US Chemicals Activity Growth Slows

(Americas) Chemical Activity Index Softens

Recovery in the U.S. chemicals industry has slowed in October, showing "a marked deceleration” compared to September, according to the American Chemistry Council.

The ACC’s Chemical Activity Barometer, or CAB, index, increased by just 0.9 percent in October on a three-month moving average basis as compared to 1.5 percent in September. Despite this slowdown the ACC remains positive on longer term trends.

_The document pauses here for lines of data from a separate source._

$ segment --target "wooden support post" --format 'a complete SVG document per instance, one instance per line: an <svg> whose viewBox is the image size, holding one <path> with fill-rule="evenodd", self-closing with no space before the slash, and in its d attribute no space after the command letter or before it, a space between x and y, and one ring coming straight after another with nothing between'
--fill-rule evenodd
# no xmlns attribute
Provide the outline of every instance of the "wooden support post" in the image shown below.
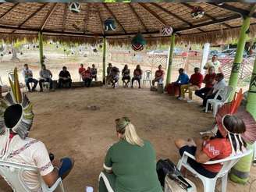
<svg viewBox="0 0 256 192"><path fill-rule="evenodd" d="M243 25L240 29L240 37L237 43L237 49L235 56L235 60L232 66L232 72L229 78L229 85L233 87L234 90L230 95L229 101L233 100L237 86L239 71L241 66L241 62L243 61L244 50L246 43L246 39L247 37L247 32L249 31L249 27L250 17L247 16L244 18Z"/></svg>
<svg viewBox="0 0 256 192"><path fill-rule="evenodd" d="M168 69L167 69L167 77L166 77L166 84L167 86L171 83L171 74L172 74L172 59L173 59L173 51L175 46L175 34L172 34L171 36L171 44L170 49L169 52L169 61L168 61Z"/></svg>
<svg viewBox="0 0 256 192"><path fill-rule="evenodd" d="M38 33L38 41L39 41L39 59L40 59L40 66L41 66L44 64L43 34L41 31Z"/></svg>
<svg viewBox="0 0 256 192"><path fill-rule="evenodd" d="M102 82L105 84L106 79L106 37L103 37L103 70L102 70Z"/></svg>

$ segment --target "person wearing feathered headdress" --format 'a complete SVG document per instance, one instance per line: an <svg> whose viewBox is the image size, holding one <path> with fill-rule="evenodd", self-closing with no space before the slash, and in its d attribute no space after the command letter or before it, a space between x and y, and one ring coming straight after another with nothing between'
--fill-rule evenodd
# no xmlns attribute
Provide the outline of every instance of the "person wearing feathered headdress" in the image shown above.
<svg viewBox="0 0 256 192"><path fill-rule="evenodd" d="M12 91L0 99L0 159L37 166L45 183L51 187L59 176L63 179L70 172L73 160L50 159L45 145L28 137L34 113L27 96L20 92L16 68L14 80L9 80ZM40 191L37 172L26 171L22 176L30 191Z"/></svg>

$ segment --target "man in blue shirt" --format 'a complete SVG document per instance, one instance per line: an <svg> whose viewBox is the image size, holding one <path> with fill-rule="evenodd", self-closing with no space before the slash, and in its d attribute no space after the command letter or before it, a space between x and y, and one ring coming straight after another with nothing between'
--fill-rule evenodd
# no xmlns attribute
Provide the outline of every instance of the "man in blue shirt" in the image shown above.
<svg viewBox="0 0 256 192"><path fill-rule="evenodd" d="M179 73L178 80L167 86L167 92L176 97L180 97L180 86L187 84L190 80L188 76L184 73L184 69L180 68Z"/></svg>

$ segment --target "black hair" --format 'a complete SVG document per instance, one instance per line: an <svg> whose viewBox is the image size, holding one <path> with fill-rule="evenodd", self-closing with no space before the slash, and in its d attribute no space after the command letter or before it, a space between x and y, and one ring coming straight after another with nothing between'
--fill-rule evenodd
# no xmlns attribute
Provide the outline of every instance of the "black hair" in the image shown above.
<svg viewBox="0 0 256 192"><path fill-rule="evenodd" d="M19 104L8 107L4 112L5 124L7 128L13 128L22 116L22 107Z"/></svg>

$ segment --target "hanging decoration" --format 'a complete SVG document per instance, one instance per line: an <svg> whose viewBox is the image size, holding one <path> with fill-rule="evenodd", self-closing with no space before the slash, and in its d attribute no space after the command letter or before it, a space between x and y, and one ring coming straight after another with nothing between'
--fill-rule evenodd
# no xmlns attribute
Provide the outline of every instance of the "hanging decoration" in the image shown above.
<svg viewBox="0 0 256 192"><path fill-rule="evenodd" d="M172 35L173 29L169 26L164 26L161 28L160 33L163 36L170 36Z"/></svg>
<svg viewBox="0 0 256 192"><path fill-rule="evenodd" d="M80 5L78 2L69 2L69 10L73 13L80 12Z"/></svg>
<svg viewBox="0 0 256 192"><path fill-rule="evenodd" d="M116 21L113 18L109 17L104 22L105 31L115 30L116 29Z"/></svg>
<svg viewBox="0 0 256 192"><path fill-rule="evenodd" d="M144 45L145 45L146 43L144 37L139 33L132 40L132 48L134 51L141 51L144 49Z"/></svg>
<svg viewBox="0 0 256 192"><path fill-rule="evenodd" d="M193 18L199 19L204 15L204 10L201 7L194 7L191 16Z"/></svg>

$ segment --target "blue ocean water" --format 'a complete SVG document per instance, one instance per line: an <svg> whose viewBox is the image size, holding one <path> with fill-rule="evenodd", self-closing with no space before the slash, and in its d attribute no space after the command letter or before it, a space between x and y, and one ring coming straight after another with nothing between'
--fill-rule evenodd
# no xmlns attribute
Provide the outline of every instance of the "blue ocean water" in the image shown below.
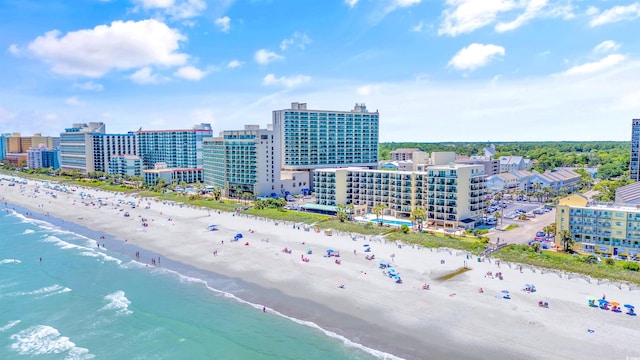
<svg viewBox="0 0 640 360"><path fill-rule="evenodd" d="M382 357L96 240L0 212L0 359Z"/></svg>

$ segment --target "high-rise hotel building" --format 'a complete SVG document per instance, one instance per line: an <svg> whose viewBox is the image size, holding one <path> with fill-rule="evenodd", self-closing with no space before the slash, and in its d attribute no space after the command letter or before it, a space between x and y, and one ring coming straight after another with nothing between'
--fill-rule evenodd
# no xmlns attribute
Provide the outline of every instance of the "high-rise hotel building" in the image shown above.
<svg viewBox="0 0 640 360"><path fill-rule="evenodd" d="M136 132L138 153L144 169L156 163L167 168L202 169L202 140L213 135L210 124L190 130L139 130Z"/></svg>
<svg viewBox="0 0 640 360"><path fill-rule="evenodd" d="M633 119L631 125L631 161L629 178L640 181L640 119Z"/></svg>
<svg viewBox="0 0 640 360"><path fill-rule="evenodd" d="M60 167L64 170L108 173L112 156L136 153L134 133L106 134L101 122L73 124L60 134Z"/></svg>
<svg viewBox="0 0 640 360"><path fill-rule="evenodd" d="M351 111L309 110L294 102L273 112L283 170L378 165L378 111L364 104Z"/></svg>
<svg viewBox="0 0 640 360"><path fill-rule="evenodd" d="M424 171L382 171L363 168L314 171L316 203L353 204L370 213L384 204L387 213L408 218L424 208L428 225L455 229L482 219L486 196L484 166L435 165Z"/></svg>

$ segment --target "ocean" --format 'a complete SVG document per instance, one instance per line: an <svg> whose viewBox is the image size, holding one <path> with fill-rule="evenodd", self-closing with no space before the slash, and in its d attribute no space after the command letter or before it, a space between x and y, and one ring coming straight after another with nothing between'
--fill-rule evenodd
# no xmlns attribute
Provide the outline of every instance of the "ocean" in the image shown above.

“With six consecutive months of gains, the October CAB reading remains consistent with recovery in the U.S. economy,” said Kevin Swift, chief economist at ACC.

Durable Goods 

Unadjusted data showed a 0.1 percent gain in October following a 0.8 percent gain in September and a 1.9 percent gain in August.

“Resins and chemistry used in light vehicles and other durable goods were positive. Gains in plastic resins used in packaging and for consumer and institutional applications were mixed,” an ACC spokesperson said.

The ACC notes that the CAB index consistently precedes the U.S. economy’s business cycle with a lead of two to 14 months, and an average lead of eight months at cycle peaks as determined by the National Bureau of Economic Research.

Positive Indicators Diminish

Overall the number of positive contributors relative to the total number of indicators also slid in October as ACC’s diffusion index eased from 65 percent to 59 percent.

“Gains in plastic resins used in packaging and for consumer and institutional applications were mixed. Performance chemistry and U.S. exports were mixed,” the ACC stated.

Indicators covered by the tool include: production of chlorine and other alkalies, pigments, plastic resins and other selected basic industrial chemicals; chemical company stock data; hours worked in chemicals; publicly-sourced chemical price information; industry sales-to-inventories; and several broader leading economic measures.